Overview

This is an overview of the APOGEE reduction pipeline. The software is a combination of IDL and python programs as well as some shell scripts written By David Nidever, Jon Holtzman, Drew Chojnowski and others from 2010 onward.

Types of Processing

There are two types of APOGEE reduction processing: (1) daily, and (2) full reduction. The daily processing happens every afternoon and reduces last night’s data using the latest version of the pipeline software. The full reduction is run every 6 months to a year and reprocesses all of the data using a uniform version of the software. These are used for official data releases.
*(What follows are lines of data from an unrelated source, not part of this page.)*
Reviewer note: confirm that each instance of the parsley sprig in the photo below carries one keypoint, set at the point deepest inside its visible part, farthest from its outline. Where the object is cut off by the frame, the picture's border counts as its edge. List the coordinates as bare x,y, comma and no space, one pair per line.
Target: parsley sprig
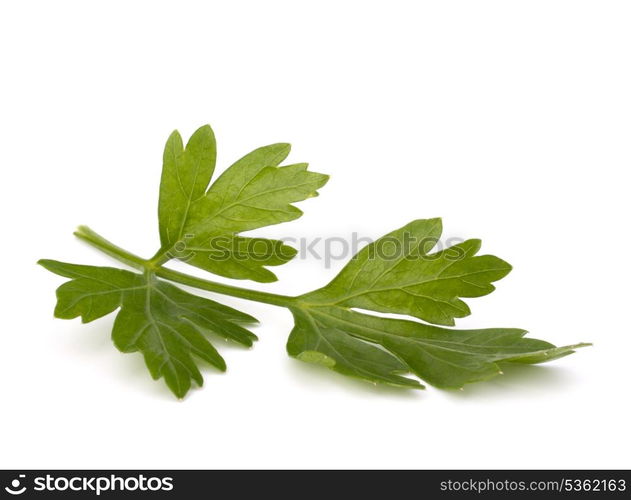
201,223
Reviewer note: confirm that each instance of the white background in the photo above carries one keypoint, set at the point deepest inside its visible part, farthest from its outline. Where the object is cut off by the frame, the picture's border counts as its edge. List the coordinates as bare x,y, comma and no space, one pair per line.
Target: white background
509,119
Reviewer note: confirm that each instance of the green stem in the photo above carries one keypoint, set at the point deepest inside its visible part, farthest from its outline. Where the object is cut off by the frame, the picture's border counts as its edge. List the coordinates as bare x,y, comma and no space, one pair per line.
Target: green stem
233,291
89,236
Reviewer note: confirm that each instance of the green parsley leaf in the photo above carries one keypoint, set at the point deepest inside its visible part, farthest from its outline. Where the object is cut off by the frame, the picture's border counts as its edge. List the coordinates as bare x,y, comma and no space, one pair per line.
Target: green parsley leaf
396,274
166,324
201,227
335,326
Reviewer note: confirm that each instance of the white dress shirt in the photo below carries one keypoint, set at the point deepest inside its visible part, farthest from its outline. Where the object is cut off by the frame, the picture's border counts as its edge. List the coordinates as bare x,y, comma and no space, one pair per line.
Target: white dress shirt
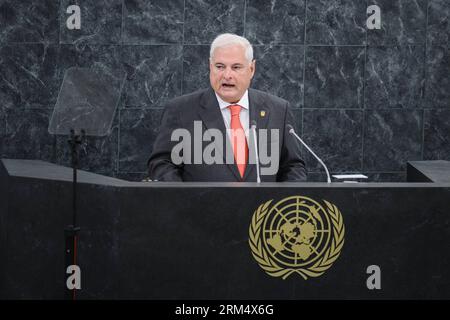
244,116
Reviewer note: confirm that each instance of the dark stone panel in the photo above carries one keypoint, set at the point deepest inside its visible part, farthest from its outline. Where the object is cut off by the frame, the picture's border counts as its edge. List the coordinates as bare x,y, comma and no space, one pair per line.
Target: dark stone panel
402,22
28,75
97,154
275,21
27,136
336,22
29,21
105,58
101,22
391,138
153,22
138,131
206,19
298,118
2,122
336,137
195,68
438,22
334,77
132,176
437,90
394,77
154,74
279,71
436,145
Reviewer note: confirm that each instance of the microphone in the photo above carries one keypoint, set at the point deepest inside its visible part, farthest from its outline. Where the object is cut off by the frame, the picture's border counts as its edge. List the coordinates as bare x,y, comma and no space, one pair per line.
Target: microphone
292,132
255,141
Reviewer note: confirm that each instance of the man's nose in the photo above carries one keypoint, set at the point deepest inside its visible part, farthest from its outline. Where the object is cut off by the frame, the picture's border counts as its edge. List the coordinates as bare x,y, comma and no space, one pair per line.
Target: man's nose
228,73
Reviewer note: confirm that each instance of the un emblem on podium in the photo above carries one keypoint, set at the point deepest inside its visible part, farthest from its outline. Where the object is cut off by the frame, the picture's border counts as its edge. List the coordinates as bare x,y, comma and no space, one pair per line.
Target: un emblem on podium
296,235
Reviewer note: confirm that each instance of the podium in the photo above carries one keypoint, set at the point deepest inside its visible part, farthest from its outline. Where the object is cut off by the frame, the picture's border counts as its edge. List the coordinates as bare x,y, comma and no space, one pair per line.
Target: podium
163,240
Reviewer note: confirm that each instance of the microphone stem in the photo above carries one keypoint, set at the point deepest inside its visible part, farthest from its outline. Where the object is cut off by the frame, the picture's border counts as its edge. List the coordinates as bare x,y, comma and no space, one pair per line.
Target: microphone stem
258,178
312,152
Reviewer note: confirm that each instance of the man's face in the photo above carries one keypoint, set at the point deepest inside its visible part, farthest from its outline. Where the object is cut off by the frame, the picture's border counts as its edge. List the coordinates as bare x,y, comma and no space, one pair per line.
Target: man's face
230,73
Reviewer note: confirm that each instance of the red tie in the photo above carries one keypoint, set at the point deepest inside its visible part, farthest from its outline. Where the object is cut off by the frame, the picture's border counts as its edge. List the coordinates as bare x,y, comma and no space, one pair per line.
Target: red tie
238,139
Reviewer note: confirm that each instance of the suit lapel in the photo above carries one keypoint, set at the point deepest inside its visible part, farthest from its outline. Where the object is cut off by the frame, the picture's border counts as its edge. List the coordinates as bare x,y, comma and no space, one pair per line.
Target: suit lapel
212,118
259,112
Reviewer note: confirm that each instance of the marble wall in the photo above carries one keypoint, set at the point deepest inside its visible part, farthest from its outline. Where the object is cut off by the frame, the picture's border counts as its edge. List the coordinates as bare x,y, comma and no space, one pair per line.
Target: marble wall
366,100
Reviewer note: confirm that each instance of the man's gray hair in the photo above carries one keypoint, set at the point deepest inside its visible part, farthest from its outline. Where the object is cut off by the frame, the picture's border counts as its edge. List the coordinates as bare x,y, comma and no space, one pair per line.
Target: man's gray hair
229,39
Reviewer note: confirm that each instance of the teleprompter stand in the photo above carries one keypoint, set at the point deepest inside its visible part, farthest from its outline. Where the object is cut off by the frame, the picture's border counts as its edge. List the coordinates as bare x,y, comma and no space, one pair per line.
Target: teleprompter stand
86,105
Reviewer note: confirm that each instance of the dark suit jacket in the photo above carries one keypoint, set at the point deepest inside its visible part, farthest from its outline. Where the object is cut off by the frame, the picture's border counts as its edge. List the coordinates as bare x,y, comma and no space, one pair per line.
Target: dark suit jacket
202,106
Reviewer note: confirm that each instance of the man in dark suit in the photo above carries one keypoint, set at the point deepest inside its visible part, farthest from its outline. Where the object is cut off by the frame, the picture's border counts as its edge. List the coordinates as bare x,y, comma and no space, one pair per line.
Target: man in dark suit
230,108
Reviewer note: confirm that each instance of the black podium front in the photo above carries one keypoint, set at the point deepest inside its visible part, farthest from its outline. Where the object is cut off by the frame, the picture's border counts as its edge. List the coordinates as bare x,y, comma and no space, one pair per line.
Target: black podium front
191,240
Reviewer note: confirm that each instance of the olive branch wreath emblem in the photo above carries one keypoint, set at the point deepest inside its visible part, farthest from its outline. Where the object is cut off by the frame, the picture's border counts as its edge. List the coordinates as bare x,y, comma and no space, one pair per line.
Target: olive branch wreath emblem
270,265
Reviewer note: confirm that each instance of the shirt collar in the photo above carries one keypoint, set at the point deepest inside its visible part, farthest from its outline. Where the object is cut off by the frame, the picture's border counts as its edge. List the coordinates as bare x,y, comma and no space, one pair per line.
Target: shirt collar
243,102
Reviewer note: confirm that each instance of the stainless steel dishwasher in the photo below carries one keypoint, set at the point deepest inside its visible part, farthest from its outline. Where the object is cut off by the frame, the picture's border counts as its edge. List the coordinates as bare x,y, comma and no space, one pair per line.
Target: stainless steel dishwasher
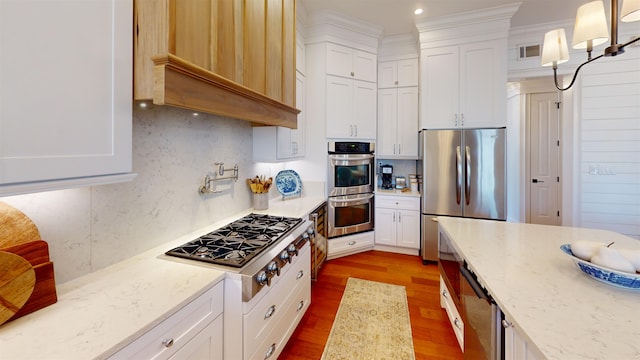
483,331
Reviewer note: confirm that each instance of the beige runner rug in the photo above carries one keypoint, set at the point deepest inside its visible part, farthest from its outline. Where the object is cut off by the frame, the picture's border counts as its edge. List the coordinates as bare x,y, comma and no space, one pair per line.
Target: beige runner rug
372,323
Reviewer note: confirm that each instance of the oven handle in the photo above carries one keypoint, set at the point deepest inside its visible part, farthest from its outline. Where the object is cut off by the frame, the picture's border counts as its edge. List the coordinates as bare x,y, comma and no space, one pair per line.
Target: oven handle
352,199
350,157
480,292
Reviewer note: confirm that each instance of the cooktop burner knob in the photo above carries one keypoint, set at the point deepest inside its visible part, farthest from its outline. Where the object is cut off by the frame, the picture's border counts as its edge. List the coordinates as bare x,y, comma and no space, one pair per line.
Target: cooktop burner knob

The most complete description of the APOGEE reduction pipeline (to date) is in Nidever et al. (2015).

Processing Steps

Below are the main processing steps.

1. Plan files

The pipeline uses human readable “plan files” which describe chunks of data. In the past these corresponded to data taken for a single plate. Now they correspond to exposures taken on a given field and robot configuration. The plan files also include the names of the calibration products to use for the reduction of the exposures.

2. Calibrations

There are master/super calibration products that are updated every year or so and daily calibration products that are produced daily. The daily products are PSF, Flux, Wave and WaveFPI. They are processed in that order but the jobs are parallelized on the Utah computer cluster.

3. APRED

The heart of the reduction pipeline is apred. It has three main steps:

  1. AP3D: Collapse of the up-the-ramp data cube.

  2. AP2D: Extraction of spectra.

  3. AP1DVISIT: Sky and telluric correction, dither combination.
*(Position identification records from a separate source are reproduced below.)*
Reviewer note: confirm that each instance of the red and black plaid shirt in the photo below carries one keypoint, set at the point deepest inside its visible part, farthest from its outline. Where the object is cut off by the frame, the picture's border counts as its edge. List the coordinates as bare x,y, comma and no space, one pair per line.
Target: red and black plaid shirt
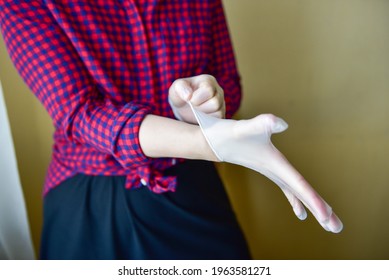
99,67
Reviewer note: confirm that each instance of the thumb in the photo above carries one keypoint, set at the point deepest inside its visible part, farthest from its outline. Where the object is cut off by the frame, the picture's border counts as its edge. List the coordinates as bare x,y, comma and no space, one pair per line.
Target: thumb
180,92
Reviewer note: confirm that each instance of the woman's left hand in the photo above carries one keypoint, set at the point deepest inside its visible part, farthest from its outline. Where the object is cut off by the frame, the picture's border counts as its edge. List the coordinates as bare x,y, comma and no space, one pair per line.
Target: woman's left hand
202,91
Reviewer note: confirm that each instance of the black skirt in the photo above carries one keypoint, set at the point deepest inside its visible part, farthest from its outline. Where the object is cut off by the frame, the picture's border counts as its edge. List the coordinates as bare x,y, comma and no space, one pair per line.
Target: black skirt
95,217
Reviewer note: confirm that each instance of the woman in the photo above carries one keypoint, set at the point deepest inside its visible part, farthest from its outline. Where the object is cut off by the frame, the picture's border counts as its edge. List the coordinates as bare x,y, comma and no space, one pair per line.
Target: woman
125,83
106,72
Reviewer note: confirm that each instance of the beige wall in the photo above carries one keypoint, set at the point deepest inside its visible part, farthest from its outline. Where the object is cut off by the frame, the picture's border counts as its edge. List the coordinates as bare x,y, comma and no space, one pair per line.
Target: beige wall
324,67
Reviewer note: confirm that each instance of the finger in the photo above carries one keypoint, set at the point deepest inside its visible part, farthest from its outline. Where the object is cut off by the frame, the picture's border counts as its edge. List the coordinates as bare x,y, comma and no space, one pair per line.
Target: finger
298,207
301,188
213,105
203,93
180,92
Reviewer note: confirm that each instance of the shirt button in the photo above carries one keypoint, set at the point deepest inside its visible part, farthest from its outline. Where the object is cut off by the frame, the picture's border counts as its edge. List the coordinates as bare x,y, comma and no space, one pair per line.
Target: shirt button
143,182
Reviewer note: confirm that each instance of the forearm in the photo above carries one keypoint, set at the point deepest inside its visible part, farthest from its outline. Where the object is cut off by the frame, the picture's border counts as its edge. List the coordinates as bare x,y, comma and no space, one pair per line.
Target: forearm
164,137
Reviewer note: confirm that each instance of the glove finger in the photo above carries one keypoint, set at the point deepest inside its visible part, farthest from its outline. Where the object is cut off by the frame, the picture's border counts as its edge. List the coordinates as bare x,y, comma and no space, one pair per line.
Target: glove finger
296,183
298,207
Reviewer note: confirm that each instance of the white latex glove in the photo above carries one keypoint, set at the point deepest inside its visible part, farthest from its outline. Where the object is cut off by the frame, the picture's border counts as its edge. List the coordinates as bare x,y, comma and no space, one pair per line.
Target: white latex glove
202,91
247,143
The processing is parallelized over plan files/fields.

AP3D takes the 3D up-the-ramp data cube for each exposure and detector and collapses it to a 2D image. It tried to remove cosmic rays and fix saturation (as much as possible). Dark current is removed, linearit corrections are applied, and the final 2D image (ap2D file) is flat fielded.

AP2D extracts the 300 fibers to 1D from the 2D images. The extraction currently uses empiral point spread function (EPSF) profiles that are generated from domeflats taken during the night. During the plate era, a domeflat was taken for each plate and it was used for extraction. To cut down on overhead during the FPS era, these between-exposure domeflats are no longer being taken, and we are instead using a “library” “library” of historical flats (also regularly updated with flats taken at the start and end of each observing night) that serves as a more sophisticated model of the PSF. A relative flux calibration using a daily apFlux calibration file (generated from a domeflat) is applied to remove fiber-to-fiber throughput and relative spectral response (see fluxcal for more details). At the end of AP2D, a wavelength solution is “attached” to the output ap1D file. The wavelengths are correct/shifted using night sky emission lines if the exposure was taken on sky. See FPI for more information on how the new Fabry-Perot Interferometer is used to improve the wavelength solutions.
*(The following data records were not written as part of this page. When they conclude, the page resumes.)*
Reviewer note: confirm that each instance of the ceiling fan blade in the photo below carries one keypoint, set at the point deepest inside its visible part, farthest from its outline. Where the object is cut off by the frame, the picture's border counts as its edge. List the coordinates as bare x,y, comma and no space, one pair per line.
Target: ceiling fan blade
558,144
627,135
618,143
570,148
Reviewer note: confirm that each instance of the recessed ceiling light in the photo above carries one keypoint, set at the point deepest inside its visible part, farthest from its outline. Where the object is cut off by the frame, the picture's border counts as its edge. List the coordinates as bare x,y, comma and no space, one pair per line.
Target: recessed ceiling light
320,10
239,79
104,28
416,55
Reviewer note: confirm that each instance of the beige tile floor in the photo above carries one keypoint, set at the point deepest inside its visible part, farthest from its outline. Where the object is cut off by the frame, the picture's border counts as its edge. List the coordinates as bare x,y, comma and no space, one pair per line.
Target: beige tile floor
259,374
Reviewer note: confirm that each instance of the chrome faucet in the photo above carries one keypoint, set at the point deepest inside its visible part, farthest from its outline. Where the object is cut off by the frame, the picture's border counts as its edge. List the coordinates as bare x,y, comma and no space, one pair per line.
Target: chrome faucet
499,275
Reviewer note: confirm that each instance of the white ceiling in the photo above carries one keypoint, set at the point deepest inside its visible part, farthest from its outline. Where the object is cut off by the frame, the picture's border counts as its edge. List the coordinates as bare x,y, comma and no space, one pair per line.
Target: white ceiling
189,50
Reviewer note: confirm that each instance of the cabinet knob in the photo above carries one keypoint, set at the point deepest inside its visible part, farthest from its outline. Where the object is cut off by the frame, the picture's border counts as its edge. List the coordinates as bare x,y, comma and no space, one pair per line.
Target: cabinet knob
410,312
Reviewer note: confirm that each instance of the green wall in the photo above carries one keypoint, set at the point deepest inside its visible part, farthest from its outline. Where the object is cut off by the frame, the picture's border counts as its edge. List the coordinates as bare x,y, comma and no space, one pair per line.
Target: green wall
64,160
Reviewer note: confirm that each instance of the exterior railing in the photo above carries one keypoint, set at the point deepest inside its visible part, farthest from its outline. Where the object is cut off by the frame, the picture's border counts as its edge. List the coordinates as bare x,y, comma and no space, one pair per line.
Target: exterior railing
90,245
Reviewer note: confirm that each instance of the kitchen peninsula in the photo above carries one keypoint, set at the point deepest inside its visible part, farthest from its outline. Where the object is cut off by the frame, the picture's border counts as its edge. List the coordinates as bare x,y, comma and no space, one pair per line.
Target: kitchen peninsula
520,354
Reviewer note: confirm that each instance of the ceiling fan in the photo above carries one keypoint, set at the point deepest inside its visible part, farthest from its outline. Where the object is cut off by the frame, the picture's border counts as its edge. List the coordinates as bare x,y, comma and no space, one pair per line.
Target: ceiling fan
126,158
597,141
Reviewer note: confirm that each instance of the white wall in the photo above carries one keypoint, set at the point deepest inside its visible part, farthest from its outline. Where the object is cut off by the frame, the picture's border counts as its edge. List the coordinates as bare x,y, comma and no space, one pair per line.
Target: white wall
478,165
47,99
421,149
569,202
AP1DVISIT first performs corrections on each exposure and then combines multiple exposure at the end. Sky fibers are used to remove the sky continuum and line emission from each fiber. Hot star (“telluric”) spectra are used to fit a model of the telluric absorption from CH4, CO2 and H2O and how it changes across the field. This is then used to divide out the telluric absorption in each spectrum. Because APOGEE spectra are slightly undersampled, observations are taken at two different spectral dither shifts (offset by ~0.5 pixels in the spectral dimension) to recover good sampling. To combine these two sets of exposures, a precise dither shift is calculated between the exposures using the data themselves. The spectra are then combined on a fiber-by-fiber basis using the measured shifts and sinc interpolation. Finally, the spectra are flux calibrated using a 5th order polynomial fit to the telluric stars to get the correct spectral shape, and the 2MASS H-magnitudes to set the absolute flux scale (see Flux Calibration for more details). The final product is apVisit files for each star.

4. Radial Velocities

Radial velocities (RV) are determined on a star-by-star basis using the Doppler software. This fits a Cannon model to the data, determining Teff, logg, [Fe/H] and radial velocity in the process. It actually fits all of the visit spectra simultaneously, using a single set of stellar parameters, but a separate radial velocity for each spectrum. The model spectrum is convolved with the correct LSF (line spread profile) for each visit spectrum. Each time a star is observed, all of the existing visit spectra for that star are refit with Doppler. This means that there will be multiple versions of RVs for each visit spectrum based on the latest visit MJD (Modified Julian Date). This is why there are the “visit_latest” and “star_latest” tables in the APOGEE database (see Data Access). They have the summary information at the visit and star level using the latest run/version of Doppler. The RV processing is parallelized over each object.

5. Visit Combination

After the RVs have been determined, the visit spectra are combined into a single combined spectrum (apStar) on a rest wavelength scale. This is actually performed in the same processing step as the RVs on a star-by-star basis.

6. Quality Assurance

After the data processes has finished, a number of quality assurance plots and webpages are generated.